Her name was Henrietta Lacks, and she died in 1951. She had been diagnosed with terminal cervical cancer. Mrs. Lacks was like any other cancer patient of her time. She took the options that were available at the time, but nothing worked. Radiation treatments for cancer at the time weren’t the best, and rarely worked. However, there is another hitch to this story.
Cancer diagnosis
Henrietta Lacks was an African-American female. In the 1940s and 1950s, when Mrs. Lacks was diagnosed with cancer, Jim Crow laws still reigned as the supreme law of the land on the segregation front. She never stood a chance of getting decent medical care. The only center that would take African-American patients nearby had sub-par doctors for the “colored” patients. That said, her story is an inspirational one.

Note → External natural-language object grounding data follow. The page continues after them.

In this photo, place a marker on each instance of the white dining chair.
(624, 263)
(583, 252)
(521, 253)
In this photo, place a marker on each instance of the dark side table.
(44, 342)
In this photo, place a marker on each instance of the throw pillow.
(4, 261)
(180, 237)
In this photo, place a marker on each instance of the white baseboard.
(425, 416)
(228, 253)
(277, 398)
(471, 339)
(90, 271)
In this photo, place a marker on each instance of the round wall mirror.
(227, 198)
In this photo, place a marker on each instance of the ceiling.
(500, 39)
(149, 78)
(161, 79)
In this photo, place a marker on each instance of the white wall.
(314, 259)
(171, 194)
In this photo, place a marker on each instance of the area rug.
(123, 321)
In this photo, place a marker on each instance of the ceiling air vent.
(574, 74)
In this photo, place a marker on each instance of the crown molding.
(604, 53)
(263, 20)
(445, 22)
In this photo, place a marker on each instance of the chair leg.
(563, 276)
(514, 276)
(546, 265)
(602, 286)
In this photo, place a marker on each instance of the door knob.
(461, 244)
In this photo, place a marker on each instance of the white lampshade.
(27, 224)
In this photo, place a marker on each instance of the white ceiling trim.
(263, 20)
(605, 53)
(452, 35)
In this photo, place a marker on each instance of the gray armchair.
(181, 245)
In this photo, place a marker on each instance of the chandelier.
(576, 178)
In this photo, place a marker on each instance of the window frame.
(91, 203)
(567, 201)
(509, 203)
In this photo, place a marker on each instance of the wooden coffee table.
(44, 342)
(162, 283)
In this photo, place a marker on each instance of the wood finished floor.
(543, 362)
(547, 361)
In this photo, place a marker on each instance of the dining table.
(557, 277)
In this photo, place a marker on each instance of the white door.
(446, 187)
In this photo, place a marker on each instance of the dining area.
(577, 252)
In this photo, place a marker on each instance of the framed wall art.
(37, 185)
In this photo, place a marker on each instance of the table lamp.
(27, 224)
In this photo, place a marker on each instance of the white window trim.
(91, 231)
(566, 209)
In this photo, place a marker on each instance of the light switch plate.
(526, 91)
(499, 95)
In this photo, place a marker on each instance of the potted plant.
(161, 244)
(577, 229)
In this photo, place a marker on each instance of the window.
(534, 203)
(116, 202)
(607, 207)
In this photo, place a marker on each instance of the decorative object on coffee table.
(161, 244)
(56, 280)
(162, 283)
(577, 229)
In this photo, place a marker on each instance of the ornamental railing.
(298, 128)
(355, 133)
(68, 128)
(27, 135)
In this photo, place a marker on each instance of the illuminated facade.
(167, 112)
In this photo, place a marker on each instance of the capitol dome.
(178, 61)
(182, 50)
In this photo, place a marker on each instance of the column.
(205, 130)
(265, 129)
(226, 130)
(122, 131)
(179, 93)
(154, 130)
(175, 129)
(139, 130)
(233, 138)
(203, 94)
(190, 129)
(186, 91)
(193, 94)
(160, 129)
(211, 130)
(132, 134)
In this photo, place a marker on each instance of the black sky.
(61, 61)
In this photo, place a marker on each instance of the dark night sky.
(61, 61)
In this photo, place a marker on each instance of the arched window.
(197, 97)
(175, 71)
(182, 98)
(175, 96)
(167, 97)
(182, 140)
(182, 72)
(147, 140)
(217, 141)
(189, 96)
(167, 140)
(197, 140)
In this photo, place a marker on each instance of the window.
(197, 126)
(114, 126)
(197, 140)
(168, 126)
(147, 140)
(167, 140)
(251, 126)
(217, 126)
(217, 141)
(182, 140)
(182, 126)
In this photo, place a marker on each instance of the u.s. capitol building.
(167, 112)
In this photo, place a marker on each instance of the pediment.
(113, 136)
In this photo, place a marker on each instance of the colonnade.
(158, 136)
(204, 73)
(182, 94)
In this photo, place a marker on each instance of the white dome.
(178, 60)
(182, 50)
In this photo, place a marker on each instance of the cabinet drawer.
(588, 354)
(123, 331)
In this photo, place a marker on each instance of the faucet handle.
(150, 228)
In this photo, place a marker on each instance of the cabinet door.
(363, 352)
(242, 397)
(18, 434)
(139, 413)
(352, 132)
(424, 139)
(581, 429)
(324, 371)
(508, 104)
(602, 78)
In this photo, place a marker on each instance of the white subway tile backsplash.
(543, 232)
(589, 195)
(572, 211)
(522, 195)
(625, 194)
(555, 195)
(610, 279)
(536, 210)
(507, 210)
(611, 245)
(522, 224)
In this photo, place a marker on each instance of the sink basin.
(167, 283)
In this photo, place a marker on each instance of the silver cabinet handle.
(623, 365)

When she was diagnosed, doctors in the hospitals were trying to cultivate human cells in a lab. Nothing would last more than a couple of days if the doctors were lucky, a few hours if the sample simply didn’t work with the solution they were trying at that point. The doctors treating Mrs. Lacks got their hands on a sample of her cancerous cells when they took a biopsy to diagnose her. Unbeknownst to her, the doctors decided to try and cultivate these cells in the lab.
Cell cultivation
Henrietta Lacks’s cancer cells thrived in the solution they decided to use. Absolutely thrived. This surprised the doctors, and so they took part of the cells that had grown, and repeated the experiment to make sure it wasn’t a fluke. When the cells continued to thrive, the doctors didn’t tell Mrs. Lacks what was going on. She was African-American, and therefore, the doctors reasoned, unable to comprehend what had happened to her cells and would probably try to pursue legal action if she realized how they had gotten her cells in the first place.
HeLa cells
Until 2008, her story remained relatively unknown. HeLa became famous for her cells, but since doctors only used the first two letters of her first and last name, no one knew who she was. Rebecca Skloot, a reporter, decided to dig into the story. Thanks to her work, the book “The Immortal Life of Henrietta Lacks” hit the shelves, sharing her story with the world.